UPDATED 23:45 EDT / JULY 03 2017

INFRA

Study finds banks and other financial institutions score poorly on online security

A new study has found that some of the largest U.S. banks and financial institutions score quite poorly when it comes to online security.

The study, from the Online Trust Alliance, audited more than 1,000 websites and found that a staggering 65 of the top 100 financial institutions in the U.S. received a failing grade. Only 27 of the top 100 qualified for “Honor Roll” status, which requires scoring 80 percent or higher security testing.

According to the study, financial sites failed because of an “increased number of data breaches, observed site security vulnerabilities and inadequate privacy disclosures” over the last year, meaning that no banking site appeared in the top 50 most secure sites examined in the study.

Not everyone agrees with the results, however.
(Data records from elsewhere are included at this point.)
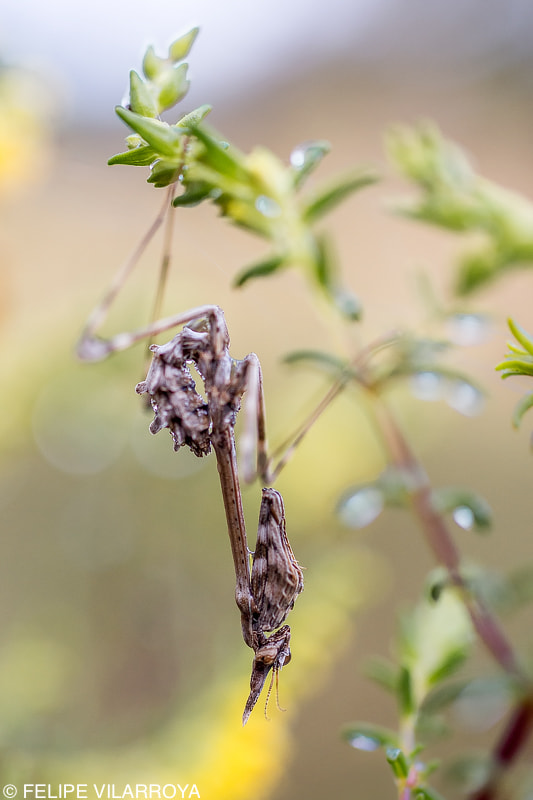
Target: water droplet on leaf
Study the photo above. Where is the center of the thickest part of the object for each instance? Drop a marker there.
(361, 507)
(267, 206)
(366, 743)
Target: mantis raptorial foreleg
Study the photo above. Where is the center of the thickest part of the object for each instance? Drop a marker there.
(265, 595)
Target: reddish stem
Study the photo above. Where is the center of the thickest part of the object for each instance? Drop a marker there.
(439, 539)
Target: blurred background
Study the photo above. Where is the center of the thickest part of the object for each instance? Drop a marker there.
(121, 658)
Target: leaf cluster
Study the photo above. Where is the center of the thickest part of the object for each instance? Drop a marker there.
(256, 191)
(455, 197)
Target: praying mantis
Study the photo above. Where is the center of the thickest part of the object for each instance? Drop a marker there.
(265, 594)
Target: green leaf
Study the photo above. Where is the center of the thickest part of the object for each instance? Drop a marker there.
(153, 65)
(521, 407)
(173, 87)
(260, 270)
(365, 736)
(164, 139)
(217, 156)
(516, 366)
(194, 117)
(404, 692)
(141, 98)
(335, 194)
(450, 663)
(141, 156)
(195, 194)
(181, 47)
(521, 336)
(164, 173)
(398, 762)
(453, 499)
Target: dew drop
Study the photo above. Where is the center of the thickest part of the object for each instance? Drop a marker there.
(267, 206)
(298, 157)
(361, 507)
(468, 329)
(465, 398)
(366, 743)
(427, 386)
(464, 517)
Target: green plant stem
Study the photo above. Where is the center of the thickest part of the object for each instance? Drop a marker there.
(440, 541)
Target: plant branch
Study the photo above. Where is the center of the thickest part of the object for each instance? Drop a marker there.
(440, 541)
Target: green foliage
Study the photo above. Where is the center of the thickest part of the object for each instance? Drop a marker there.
(519, 361)
(255, 191)
(262, 195)
(454, 197)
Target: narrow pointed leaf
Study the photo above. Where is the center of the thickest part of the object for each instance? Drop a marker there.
(174, 87)
(164, 139)
(164, 173)
(141, 98)
(404, 692)
(138, 157)
(181, 47)
(397, 762)
(516, 366)
(218, 157)
(364, 736)
(335, 194)
(153, 65)
(426, 793)
(521, 335)
(194, 117)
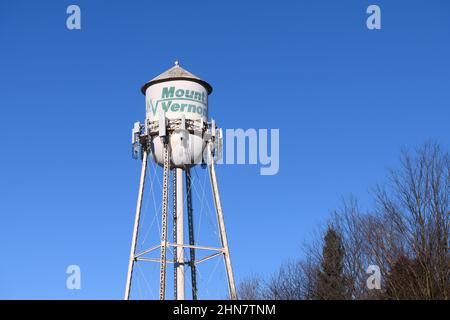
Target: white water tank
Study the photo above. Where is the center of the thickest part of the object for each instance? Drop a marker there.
(180, 98)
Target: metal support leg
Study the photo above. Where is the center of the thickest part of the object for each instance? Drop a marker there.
(165, 200)
(180, 235)
(174, 235)
(191, 233)
(136, 225)
(221, 222)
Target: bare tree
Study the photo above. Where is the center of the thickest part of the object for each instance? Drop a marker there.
(406, 235)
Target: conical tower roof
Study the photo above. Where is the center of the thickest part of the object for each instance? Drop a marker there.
(176, 73)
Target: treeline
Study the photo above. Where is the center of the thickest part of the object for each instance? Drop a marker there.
(405, 235)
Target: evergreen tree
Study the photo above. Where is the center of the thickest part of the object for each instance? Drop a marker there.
(331, 284)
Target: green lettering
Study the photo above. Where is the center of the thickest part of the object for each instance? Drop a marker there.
(167, 93)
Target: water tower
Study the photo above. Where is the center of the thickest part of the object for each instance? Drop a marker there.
(178, 135)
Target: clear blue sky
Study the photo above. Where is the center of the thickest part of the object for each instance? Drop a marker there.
(345, 99)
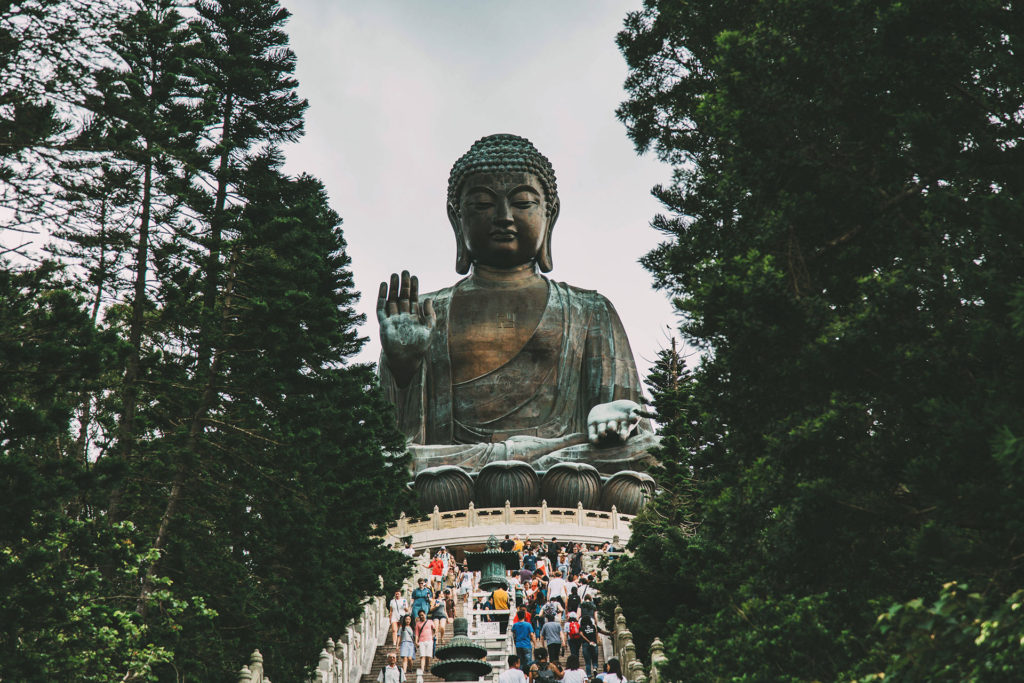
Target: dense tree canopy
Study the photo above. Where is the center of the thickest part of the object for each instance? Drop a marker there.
(190, 467)
(845, 250)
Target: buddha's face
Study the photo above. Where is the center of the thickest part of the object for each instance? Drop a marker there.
(503, 218)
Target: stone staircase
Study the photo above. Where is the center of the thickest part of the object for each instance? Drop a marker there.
(496, 656)
(380, 656)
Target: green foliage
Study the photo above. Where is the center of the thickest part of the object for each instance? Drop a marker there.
(842, 247)
(962, 636)
(189, 465)
(310, 441)
(49, 353)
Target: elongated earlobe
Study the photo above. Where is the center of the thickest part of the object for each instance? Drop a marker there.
(544, 260)
(463, 259)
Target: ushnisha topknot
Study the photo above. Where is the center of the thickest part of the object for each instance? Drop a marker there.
(503, 153)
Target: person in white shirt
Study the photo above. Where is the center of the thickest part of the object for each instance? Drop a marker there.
(513, 674)
(391, 673)
(556, 589)
(398, 608)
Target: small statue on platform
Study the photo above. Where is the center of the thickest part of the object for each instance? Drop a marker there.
(507, 365)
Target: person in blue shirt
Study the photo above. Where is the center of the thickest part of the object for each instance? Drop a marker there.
(522, 634)
(529, 562)
(422, 598)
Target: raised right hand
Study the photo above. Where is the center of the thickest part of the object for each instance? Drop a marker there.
(406, 325)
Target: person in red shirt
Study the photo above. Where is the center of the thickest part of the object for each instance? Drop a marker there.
(436, 567)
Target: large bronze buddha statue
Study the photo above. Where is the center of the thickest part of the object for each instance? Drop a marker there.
(507, 365)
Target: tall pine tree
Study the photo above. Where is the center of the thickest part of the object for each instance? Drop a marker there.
(843, 244)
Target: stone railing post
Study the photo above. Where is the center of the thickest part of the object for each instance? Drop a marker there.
(256, 667)
(324, 666)
(340, 662)
(402, 529)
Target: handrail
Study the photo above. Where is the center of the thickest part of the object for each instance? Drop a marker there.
(625, 649)
(346, 658)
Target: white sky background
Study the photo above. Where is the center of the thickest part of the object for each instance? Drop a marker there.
(398, 89)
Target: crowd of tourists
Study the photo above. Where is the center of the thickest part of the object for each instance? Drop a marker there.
(556, 603)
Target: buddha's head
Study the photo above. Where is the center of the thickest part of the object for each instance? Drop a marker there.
(503, 204)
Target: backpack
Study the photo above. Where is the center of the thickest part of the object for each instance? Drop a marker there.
(546, 676)
(574, 630)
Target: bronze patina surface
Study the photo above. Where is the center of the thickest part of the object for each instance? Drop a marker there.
(507, 364)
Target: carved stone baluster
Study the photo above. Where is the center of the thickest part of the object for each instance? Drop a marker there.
(656, 659)
(256, 667)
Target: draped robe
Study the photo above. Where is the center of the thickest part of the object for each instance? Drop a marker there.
(532, 408)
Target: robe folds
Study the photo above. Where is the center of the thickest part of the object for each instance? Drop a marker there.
(532, 406)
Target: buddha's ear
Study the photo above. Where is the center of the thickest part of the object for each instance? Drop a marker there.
(462, 256)
(544, 258)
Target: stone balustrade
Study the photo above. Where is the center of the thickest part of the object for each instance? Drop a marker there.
(625, 649)
(346, 658)
(474, 525)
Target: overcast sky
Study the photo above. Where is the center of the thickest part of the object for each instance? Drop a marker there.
(398, 89)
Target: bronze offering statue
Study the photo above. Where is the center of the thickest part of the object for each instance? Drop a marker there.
(507, 365)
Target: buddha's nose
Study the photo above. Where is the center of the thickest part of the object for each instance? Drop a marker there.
(503, 214)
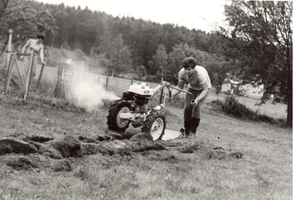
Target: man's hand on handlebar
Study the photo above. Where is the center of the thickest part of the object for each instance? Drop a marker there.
(194, 102)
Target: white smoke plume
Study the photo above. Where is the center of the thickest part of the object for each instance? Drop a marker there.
(87, 92)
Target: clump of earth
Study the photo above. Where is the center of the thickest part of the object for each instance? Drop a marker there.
(62, 154)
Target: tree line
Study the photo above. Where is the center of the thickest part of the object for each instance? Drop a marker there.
(255, 46)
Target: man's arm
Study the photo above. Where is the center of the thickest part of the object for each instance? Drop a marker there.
(203, 94)
(179, 87)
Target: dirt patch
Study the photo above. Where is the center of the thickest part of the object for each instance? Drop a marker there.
(36, 152)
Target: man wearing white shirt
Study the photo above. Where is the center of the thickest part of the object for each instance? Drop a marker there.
(199, 84)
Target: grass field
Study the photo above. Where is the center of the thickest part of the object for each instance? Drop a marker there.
(264, 171)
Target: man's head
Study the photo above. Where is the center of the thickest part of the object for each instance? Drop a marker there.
(189, 62)
(189, 65)
(41, 38)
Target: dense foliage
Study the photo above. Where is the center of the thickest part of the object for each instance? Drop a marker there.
(260, 38)
(119, 45)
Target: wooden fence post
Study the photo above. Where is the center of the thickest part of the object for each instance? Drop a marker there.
(9, 47)
(40, 75)
(8, 76)
(29, 75)
(107, 82)
(57, 87)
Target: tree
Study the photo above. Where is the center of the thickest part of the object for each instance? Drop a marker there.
(174, 65)
(118, 56)
(260, 37)
(160, 60)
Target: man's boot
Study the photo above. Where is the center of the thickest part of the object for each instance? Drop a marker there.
(193, 125)
(187, 128)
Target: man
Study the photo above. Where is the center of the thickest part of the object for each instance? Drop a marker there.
(199, 85)
(37, 46)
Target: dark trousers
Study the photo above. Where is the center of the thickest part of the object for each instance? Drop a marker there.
(192, 113)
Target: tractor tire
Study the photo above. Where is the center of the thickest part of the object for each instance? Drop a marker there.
(115, 123)
(155, 124)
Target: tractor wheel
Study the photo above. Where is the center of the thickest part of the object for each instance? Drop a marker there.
(155, 124)
(115, 123)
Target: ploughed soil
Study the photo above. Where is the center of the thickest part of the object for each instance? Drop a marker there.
(50, 134)
(44, 133)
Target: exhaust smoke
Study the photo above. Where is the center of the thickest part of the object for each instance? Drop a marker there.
(87, 92)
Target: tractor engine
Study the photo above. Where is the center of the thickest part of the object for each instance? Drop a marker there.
(139, 93)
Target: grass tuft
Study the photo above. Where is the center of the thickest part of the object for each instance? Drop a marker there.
(233, 107)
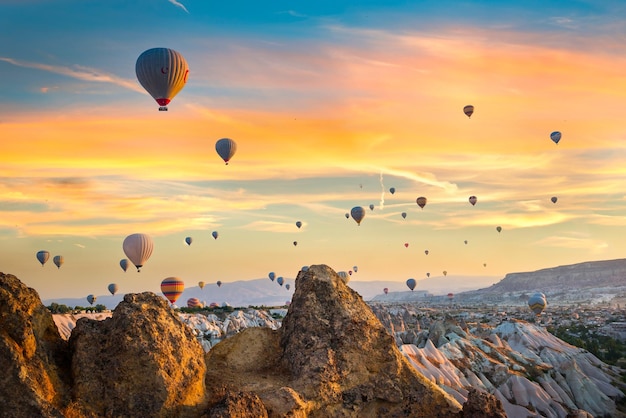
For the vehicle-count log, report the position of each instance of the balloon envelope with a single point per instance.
(172, 288)
(43, 256)
(58, 260)
(358, 213)
(138, 248)
(226, 148)
(112, 288)
(163, 73)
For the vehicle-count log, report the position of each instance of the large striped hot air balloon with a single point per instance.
(226, 148)
(138, 248)
(172, 288)
(163, 73)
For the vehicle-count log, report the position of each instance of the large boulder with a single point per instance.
(143, 361)
(34, 358)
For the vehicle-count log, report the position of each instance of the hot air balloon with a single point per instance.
(112, 288)
(226, 148)
(58, 261)
(163, 73)
(194, 303)
(172, 288)
(358, 213)
(43, 256)
(537, 303)
(138, 249)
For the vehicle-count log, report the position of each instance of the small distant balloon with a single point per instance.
(58, 261)
(43, 256)
(112, 288)
(358, 213)
(226, 148)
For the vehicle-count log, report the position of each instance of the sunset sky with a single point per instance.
(331, 103)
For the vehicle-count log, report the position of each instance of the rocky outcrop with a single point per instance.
(143, 361)
(33, 358)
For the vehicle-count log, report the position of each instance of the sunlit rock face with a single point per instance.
(143, 361)
(33, 358)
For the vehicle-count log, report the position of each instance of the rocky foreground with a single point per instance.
(330, 358)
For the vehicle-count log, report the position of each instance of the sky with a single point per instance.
(331, 103)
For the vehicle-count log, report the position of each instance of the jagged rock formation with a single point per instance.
(140, 362)
(33, 358)
(331, 358)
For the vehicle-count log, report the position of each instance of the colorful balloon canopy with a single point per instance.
(43, 256)
(226, 148)
(58, 260)
(138, 248)
(358, 213)
(112, 288)
(172, 288)
(468, 110)
(163, 73)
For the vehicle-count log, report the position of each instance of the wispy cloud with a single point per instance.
(78, 72)
(178, 4)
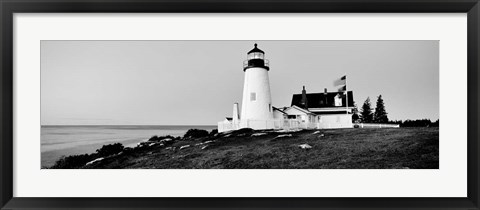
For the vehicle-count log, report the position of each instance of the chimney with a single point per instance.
(236, 115)
(325, 96)
(304, 101)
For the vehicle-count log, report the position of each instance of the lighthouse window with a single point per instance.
(255, 56)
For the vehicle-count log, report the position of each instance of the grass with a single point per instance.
(400, 148)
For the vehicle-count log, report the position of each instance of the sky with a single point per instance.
(197, 82)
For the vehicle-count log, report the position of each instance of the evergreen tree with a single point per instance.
(366, 113)
(380, 115)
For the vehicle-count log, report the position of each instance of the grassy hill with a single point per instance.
(247, 149)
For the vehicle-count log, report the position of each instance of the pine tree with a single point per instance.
(380, 115)
(366, 113)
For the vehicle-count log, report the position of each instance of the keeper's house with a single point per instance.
(321, 110)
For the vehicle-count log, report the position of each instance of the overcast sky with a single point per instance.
(197, 82)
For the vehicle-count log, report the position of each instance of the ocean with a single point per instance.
(57, 141)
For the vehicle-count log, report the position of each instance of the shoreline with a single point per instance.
(399, 148)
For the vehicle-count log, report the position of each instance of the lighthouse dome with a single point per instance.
(256, 58)
(256, 50)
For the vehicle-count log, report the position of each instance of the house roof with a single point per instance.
(321, 100)
(280, 110)
(300, 109)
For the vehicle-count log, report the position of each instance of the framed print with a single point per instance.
(239, 105)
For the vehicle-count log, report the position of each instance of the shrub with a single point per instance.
(110, 149)
(156, 138)
(213, 132)
(195, 133)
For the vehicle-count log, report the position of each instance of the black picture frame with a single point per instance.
(9, 7)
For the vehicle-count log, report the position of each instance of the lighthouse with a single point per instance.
(257, 111)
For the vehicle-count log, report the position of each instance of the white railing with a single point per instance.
(376, 125)
(265, 124)
(266, 63)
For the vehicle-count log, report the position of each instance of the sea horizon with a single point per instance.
(64, 140)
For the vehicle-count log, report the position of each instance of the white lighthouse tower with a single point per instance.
(257, 111)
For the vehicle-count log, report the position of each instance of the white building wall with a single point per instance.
(335, 121)
(257, 82)
(277, 115)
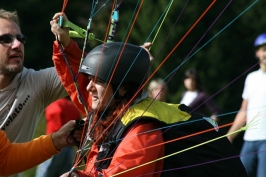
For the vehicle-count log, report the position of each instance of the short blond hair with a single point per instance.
(9, 15)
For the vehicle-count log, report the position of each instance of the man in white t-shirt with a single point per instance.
(24, 93)
(253, 112)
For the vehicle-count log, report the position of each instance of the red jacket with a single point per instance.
(131, 152)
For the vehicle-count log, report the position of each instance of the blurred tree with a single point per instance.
(219, 59)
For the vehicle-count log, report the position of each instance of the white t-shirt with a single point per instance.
(188, 97)
(255, 93)
(24, 100)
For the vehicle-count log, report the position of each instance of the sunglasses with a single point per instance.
(9, 38)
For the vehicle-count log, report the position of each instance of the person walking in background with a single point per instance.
(57, 114)
(24, 93)
(253, 109)
(158, 89)
(119, 104)
(195, 96)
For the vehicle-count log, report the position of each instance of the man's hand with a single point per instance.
(61, 33)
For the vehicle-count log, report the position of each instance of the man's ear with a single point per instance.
(122, 91)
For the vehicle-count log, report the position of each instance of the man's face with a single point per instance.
(100, 94)
(261, 54)
(11, 54)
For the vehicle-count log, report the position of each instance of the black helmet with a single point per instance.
(132, 66)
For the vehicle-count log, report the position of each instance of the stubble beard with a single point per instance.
(10, 69)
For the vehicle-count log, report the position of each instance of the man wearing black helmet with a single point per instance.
(253, 111)
(128, 130)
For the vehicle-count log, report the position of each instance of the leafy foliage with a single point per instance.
(220, 49)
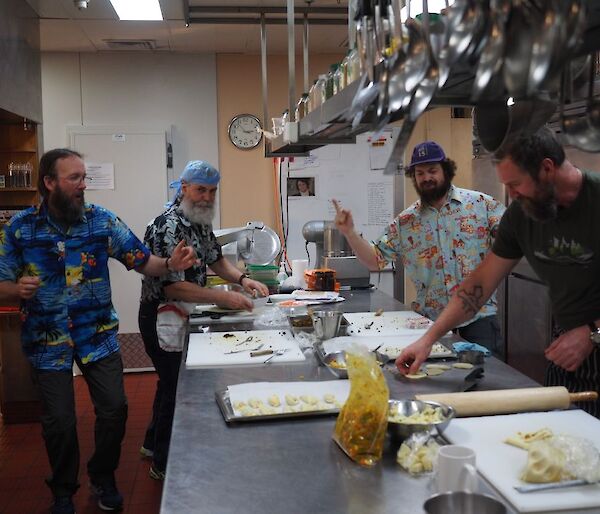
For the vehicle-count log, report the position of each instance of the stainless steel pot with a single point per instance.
(334, 243)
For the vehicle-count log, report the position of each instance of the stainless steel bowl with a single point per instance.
(409, 407)
(336, 363)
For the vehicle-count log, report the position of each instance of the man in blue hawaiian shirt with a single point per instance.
(440, 238)
(188, 218)
(54, 259)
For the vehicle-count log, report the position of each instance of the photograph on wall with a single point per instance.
(300, 186)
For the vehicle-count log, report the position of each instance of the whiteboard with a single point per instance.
(353, 175)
American Banking Association Senior Vice President Doug Johnson, not surprisingly, said banks “absolutely take privacy and security very seriously” and that figures from the study that claim that 24 percent of banks had a data breach in 2016 are false. “We’ve always been looked at as a model for security,” Johnson added, before adding that banks are “held out as a template for other sectors to abide by in terms of security.”

Phil Lieberman, chief executive officer of Lieberman Software, told IBS Intelligence that while banks try, it’s stupid mistakes that often result in security issues. “Most of the serious intrusions are from dumb mistakes made by companies that are easily remediated by a consistent approach to managing access, security and looking for significant anomalies.”